Arden, North Carolina (May 24, 2019) — The spirit of a live hometown performance comes through on Amanda Anne Platt & The Honeycutters‘ latest album, Live At The Grey Eagle, which captures the emotional delivery of her original and extraordinary songwriting. The album, available now from Organic Records exists in two versions — the physical album featuring 14 tracks and the digital version featuring a 21-song set.
Recorded at The Grey Eagle in Asheville, North Carolina, this collection spotlights the city’s seminal Americana/Country outfit at an ideal time in their career. The dynamic performance recorded over two nights in front of a rabid hometown crowd results in everything from rambunctious renderings of the group’s edgy 70’s-influenced folk and country songs like “Carolina” and “Diamond in the Rough” to fan-favorite sing-a-longs like ”Irene” and “Better Woman” to moments of intimacy offered by stripped down versions of “90 Miles” and “The Road.”
Evolved versions of selected songs from the group’s five prior releases, two new originals written by Platt (“18 Wheels” and “Low Road”) and a cover of “To Love Somebody” take on new life when played live. With a palpable audience reaction that only a renowned musical destination like Asheville’s Grey Eagle can provide, the result is a magical union of artist and audience in the moment.
“I’ve wanted to do a live album for a long time. I think that when a band has been touring together, and everyone is really in step with one another, the songs take on an entirely different spirit live. Some of the older songs have grown and changed with me over the years, and I wanted to capture that, too. Live versions simply have more of a pulse to them than studio recordings,” says Platt. “I wanted to do it at the Grey Eagle because for me, that was one of my first ‘white whales’ in Asheville. I loved seeing music there and dreamed of headlining someday. Then in 2012, we sold out our first show there! It’s always been a special place for me. I also think it encourages a kind of wildness in the audience that you don’t get everywhere, which I wanted for the album.”
Live At The Grey Eagle is an authentic representation of the Asheville region’s quintessential roots music sound and the music scene this flagship band helped define.
Listen to Live At The Grey Eagle HERE.
About Amanda Anne Platt and the Honeycutters
Lyrically driven, the songs of Amanda Anne Platt & The Honeycutters blend the band’s old-school country roots attitude with their shared influences of rock and folk. Based in Asheville, North Carolina, Amanda Anne Platt is a storyteller by nature with an incredible band backing her. Performing along with Platt, The Honeycutters are Matt Smith on pedal steel and guitar, Rick Cooper on bass, and Evan Martin on drums and harmony vocals.
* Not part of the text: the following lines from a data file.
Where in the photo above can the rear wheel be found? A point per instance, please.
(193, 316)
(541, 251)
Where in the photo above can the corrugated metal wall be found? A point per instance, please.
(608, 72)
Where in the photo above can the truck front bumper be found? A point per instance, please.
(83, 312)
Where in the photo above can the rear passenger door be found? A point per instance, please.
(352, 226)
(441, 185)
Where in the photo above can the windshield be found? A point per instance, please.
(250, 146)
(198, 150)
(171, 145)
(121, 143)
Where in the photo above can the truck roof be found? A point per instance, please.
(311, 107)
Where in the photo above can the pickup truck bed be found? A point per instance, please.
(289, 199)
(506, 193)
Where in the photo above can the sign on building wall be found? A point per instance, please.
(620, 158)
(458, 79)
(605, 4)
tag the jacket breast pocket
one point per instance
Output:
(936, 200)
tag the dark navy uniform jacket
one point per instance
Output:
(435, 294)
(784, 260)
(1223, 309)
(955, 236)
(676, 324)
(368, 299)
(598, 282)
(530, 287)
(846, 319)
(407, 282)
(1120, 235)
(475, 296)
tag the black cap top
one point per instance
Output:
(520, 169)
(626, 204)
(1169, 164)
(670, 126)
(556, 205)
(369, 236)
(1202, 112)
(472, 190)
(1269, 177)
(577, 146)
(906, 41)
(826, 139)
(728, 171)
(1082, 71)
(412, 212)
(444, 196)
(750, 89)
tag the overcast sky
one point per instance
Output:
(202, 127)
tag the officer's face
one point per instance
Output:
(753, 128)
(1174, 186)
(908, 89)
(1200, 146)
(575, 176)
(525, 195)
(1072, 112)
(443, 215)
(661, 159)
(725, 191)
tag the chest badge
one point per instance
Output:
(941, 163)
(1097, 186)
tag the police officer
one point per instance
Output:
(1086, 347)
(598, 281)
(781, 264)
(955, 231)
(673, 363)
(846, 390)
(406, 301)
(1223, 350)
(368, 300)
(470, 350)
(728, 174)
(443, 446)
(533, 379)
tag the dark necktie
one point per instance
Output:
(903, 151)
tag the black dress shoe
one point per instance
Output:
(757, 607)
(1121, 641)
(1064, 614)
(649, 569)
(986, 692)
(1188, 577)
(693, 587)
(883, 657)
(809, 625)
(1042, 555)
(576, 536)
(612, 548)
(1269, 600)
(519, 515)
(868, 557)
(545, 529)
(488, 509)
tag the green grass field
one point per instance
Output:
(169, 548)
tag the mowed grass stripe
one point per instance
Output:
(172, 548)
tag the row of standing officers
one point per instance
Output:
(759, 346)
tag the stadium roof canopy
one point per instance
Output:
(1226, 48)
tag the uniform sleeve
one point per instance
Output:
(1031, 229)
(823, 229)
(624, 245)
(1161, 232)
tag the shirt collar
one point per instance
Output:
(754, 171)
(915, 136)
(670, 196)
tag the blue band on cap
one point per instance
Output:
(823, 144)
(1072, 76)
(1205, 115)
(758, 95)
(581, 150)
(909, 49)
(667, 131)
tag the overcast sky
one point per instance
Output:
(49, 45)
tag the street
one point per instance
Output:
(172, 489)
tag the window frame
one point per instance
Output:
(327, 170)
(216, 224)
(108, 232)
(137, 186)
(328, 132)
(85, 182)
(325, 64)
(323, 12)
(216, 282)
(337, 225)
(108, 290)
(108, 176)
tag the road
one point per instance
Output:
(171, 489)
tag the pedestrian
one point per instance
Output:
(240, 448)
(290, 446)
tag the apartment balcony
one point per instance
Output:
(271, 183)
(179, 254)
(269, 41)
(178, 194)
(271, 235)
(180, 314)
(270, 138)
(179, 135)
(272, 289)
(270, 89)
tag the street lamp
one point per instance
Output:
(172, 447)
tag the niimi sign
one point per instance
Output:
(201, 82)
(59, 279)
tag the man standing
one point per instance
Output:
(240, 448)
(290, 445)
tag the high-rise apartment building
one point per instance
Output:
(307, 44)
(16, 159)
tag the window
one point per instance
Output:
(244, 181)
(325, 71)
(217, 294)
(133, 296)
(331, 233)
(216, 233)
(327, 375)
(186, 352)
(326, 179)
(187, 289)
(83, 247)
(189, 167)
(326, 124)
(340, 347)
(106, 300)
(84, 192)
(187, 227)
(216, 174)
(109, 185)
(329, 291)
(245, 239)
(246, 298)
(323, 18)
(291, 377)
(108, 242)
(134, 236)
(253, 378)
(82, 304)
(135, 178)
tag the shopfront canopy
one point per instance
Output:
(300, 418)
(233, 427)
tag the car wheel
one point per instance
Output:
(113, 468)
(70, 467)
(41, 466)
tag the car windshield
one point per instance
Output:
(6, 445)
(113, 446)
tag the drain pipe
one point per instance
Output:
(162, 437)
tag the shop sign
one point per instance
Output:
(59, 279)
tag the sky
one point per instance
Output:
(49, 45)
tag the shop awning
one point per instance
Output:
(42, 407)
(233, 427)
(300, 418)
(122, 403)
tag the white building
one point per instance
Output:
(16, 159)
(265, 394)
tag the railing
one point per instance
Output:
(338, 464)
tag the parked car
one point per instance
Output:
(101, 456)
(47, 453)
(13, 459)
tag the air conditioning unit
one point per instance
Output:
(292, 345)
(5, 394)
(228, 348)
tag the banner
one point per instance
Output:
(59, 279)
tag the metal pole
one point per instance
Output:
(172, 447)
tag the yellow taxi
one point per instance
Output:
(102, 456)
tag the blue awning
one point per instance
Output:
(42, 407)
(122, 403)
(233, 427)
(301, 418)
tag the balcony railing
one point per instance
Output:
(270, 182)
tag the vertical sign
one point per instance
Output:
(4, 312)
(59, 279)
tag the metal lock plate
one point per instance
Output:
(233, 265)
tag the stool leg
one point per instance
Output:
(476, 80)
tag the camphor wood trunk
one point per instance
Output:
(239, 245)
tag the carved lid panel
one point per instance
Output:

There is an empathetic and charming wit ingrained in Platt’s songwriting. She has a knack for accessing a deep well of emotion and applying it to her story-telling, whether she is writing from her own experiences or immersing herself into the melody of emotions in another person’s life.
Music City Roots’ Craig Havighurst writes, “She’s soothing (even in the hurtin’ songs) and sobering (except for the drinkin’ songs) and nuanced… I’d be hard pressed to find a finer string of recordings from any band working in the classic country/mountain tradition in these last five years.”
A homegrown entity, the band is critically acclaimed locally, regionally, nationally, as well as overseas. Their prior album Amanda Anne Platt & The Honeycutters [Organic Records 2017] placed #2 (sandwiched between Jason Isbell and Gregg Allman) in their regional radio station WNCW’s year end listeners poll for 2017. The station’s Music Director Martin Anderson said to No Depression, “Amanda Platt writes songs on par with Lucinda, Isbell, Lauderdale, Hank Sr. In my opinion, anyway.”
“This is a band that does everything right,” says Goldmine’s Mike Greenblatt. “Platt deserves all that might come to her over this, her fifth (and best) album. Backed by pedal steel, electric guitar, keyboards, bass, drums, percussion, and vocal harmony, it’s Platt’s show as she writes, sings and co-produces. Complete with lyrics of introspection with the kind of words you can chew on long after the album ends, it also works on a lighter level by dint of the fact that it just sounds so damn good. Go as deep as you want. It’s all good, as they say.”
Amanda Anne Platt & The Honeycutters received a shout out from Fodor’s Travel Magazine in a write-up about the band’s hometown of Asheville, NC, and a couple of years back they were also featured on XPN World Cafe’s Sense of Place series. In 2017, their music also placed into the Americana Music Association Year End Top 100 list of Americana Airplay for the second year in a row.